Labor management relations have never been smooth in US history, but on this date in 1917, they went over a cliff. It was during WWI after the US had begrudgingly entered on the side of the Allies and rationing had begun and there was a great pull on mining to get the necessary metals for the war effort. One of these metals was copper and the Bisbee mine in Arizona was a key source in the US. So when the copper miners of Bisbee went on strike the Phelps Dodge company decided they had the federal backing to take an extreme step. They hired vigilantes to kidnap and deport nearly 1,300 miners and their families and drop them in the middle of New Mexico so that they could hire replacement workers and not have a messy strike breaking.

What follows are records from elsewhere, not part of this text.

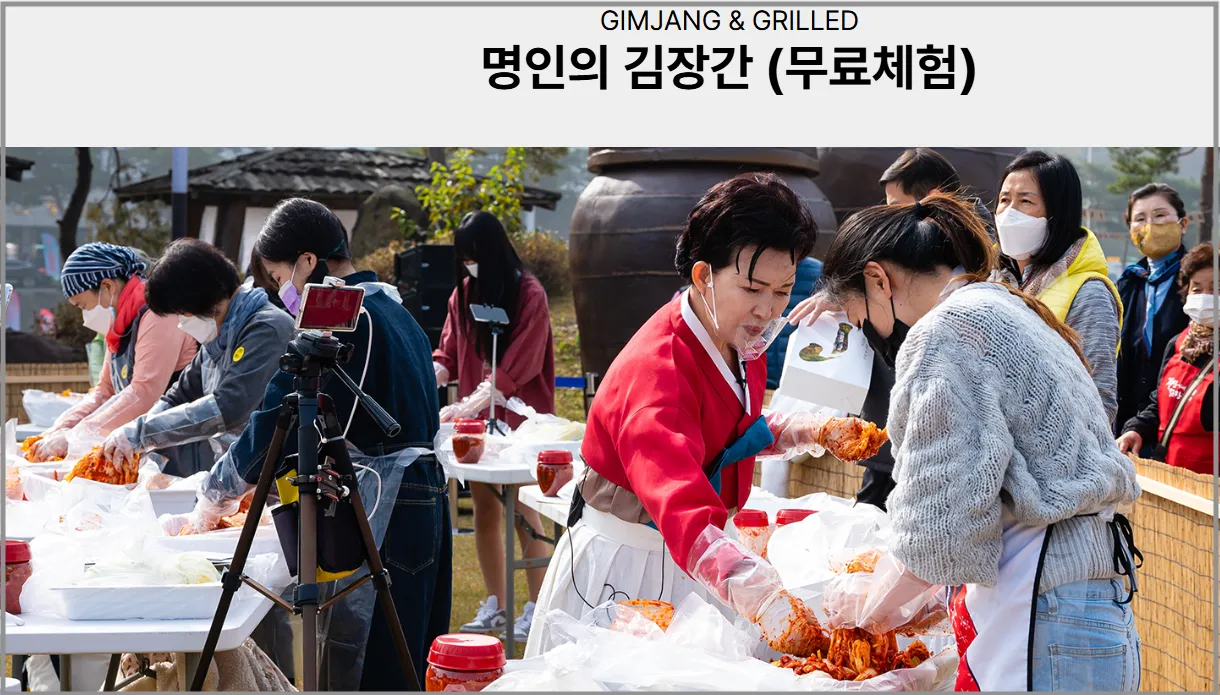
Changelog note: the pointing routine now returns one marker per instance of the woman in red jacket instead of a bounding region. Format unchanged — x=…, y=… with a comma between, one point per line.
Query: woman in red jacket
x=677, y=423
x=1182, y=404
x=525, y=368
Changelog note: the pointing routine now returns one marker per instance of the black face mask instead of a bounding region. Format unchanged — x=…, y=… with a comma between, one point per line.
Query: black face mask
x=885, y=346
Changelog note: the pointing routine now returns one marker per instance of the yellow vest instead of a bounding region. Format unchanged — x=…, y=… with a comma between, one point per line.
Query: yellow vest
x=1088, y=265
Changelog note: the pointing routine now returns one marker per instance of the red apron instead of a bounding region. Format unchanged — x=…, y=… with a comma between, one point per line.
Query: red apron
x=1190, y=445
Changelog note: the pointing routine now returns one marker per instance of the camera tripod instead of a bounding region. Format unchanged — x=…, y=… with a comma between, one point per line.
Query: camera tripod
x=309, y=357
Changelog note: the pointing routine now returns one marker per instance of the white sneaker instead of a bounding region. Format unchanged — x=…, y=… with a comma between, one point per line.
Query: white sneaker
x=489, y=620
x=521, y=627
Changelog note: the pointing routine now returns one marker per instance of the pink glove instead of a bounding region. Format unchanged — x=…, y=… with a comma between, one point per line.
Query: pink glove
x=891, y=598
x=441, y=372
x=118, y=448
x=50, y=446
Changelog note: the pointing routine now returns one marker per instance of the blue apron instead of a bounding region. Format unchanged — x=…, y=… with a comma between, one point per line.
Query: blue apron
x=757, y=438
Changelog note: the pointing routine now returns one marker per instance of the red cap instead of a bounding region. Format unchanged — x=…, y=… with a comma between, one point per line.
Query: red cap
x=16, y=551
x=466, y=652
x=750, y=518
x=555, y=457
x=470, y=427
x=792, y=516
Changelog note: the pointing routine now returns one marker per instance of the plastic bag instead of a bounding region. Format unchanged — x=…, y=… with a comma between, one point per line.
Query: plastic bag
x=808, y=554
x=887, y=599
x=698, y=652
x=543, y=427
x=44, y=407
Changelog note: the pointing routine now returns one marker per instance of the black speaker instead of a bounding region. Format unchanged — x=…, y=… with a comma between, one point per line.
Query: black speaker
x=430, y=306
x=426, y=266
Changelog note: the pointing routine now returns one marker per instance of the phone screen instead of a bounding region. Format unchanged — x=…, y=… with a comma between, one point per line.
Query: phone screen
x=330, y=309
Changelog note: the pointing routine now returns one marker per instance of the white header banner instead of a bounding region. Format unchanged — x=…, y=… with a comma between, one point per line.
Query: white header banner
x=628, y=73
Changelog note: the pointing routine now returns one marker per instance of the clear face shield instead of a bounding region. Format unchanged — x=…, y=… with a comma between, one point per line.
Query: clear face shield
x=750, y=339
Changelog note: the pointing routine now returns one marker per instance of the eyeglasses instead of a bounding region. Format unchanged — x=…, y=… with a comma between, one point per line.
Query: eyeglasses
x=1157, y=218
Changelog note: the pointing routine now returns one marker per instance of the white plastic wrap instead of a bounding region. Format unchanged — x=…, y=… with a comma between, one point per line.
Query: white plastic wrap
x=808, y=554
x=887, y=599
x=122, y=598
x=44, y=406
x=473, y=404
x=700, y=651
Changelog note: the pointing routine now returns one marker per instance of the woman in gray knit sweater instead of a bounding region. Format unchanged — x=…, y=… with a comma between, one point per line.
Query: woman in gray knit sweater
x=1008, y=479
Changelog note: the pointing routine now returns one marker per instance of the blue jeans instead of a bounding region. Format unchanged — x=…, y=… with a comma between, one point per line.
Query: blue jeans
x=419, y=554
x=1085, y=640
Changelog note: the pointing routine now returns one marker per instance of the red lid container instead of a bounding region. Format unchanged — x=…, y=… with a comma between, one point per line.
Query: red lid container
x=792, y=516
x=750, y=518
x=466, y=652
x=470, y=427
x=555, y=457
x=16, y=551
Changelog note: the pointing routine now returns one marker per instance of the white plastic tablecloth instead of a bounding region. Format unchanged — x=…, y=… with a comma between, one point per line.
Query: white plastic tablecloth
x=44, y=634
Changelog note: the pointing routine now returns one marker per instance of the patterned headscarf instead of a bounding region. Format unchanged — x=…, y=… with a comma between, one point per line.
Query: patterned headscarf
x=90, y=263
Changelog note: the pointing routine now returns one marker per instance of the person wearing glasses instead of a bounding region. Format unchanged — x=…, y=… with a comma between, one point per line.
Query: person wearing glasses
x=1152, y=295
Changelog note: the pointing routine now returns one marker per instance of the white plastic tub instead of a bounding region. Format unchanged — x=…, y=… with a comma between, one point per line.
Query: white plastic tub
x=181, y=602
x=172, y=501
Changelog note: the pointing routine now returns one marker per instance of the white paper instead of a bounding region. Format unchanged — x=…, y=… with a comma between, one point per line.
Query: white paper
x=828, y=363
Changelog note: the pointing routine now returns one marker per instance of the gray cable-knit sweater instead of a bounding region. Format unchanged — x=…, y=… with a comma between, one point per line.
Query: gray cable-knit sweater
x=991, y=407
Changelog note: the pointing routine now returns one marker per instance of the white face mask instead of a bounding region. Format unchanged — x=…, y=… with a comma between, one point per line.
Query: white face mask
x=99, y=318
x=1020, y=235
x=1202, y=309
x=201, y=329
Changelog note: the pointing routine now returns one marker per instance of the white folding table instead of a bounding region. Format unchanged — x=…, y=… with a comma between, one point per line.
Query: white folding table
x=66, y=638
x=511, y=476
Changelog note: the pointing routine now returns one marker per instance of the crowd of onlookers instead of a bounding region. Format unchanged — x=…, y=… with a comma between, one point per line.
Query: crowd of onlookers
x=1148, y=337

Sad to say the federal government did really nothing. They conducted an investigation and found the action was illegal, but then the Supreme Court ruled that the federal government was powerless to aid the workers or stop the company from its nefarious activities. Plus at the time Pres Wilson and the country’s leadership were very anti-union – partly due to labor unrest worldwide and the eventual Russian Revolution – leading to the first Red Scare. So there was no real justice for the workers, accountability for the company, or much of any compensation to the workers or their families who were illegally uprooted. Another shameful chapter in US history.

As far as births go on this date: Roman general and emperor Julius Caesar was born in 100 BC. American philosopher Henry David Thoreau was born in 1817. Oscar Hammerstein II, creator of some of America’s best-loved musicals (along with Richard Rogers) was born in 1896. And American national and Olympic Gold Medal-winning figure skater Kristi Yamaguchi, who skated beautifully to music like their’s was born in 1971. By the way, Kristi was born out of another dismal day in US History – her mother was born in one of the Japanese-American internment camps in the 1940s.

The Dutch philosopher Erasmus breathed his last in 1536. French Captain Alfred Dreyfuss, who had been a victim of one of France’s notorious injustices, passed in 1935. And Theodore Roosevelt Jr, the eldest of his famous father’s sons, died in the middle of WWII in 1944.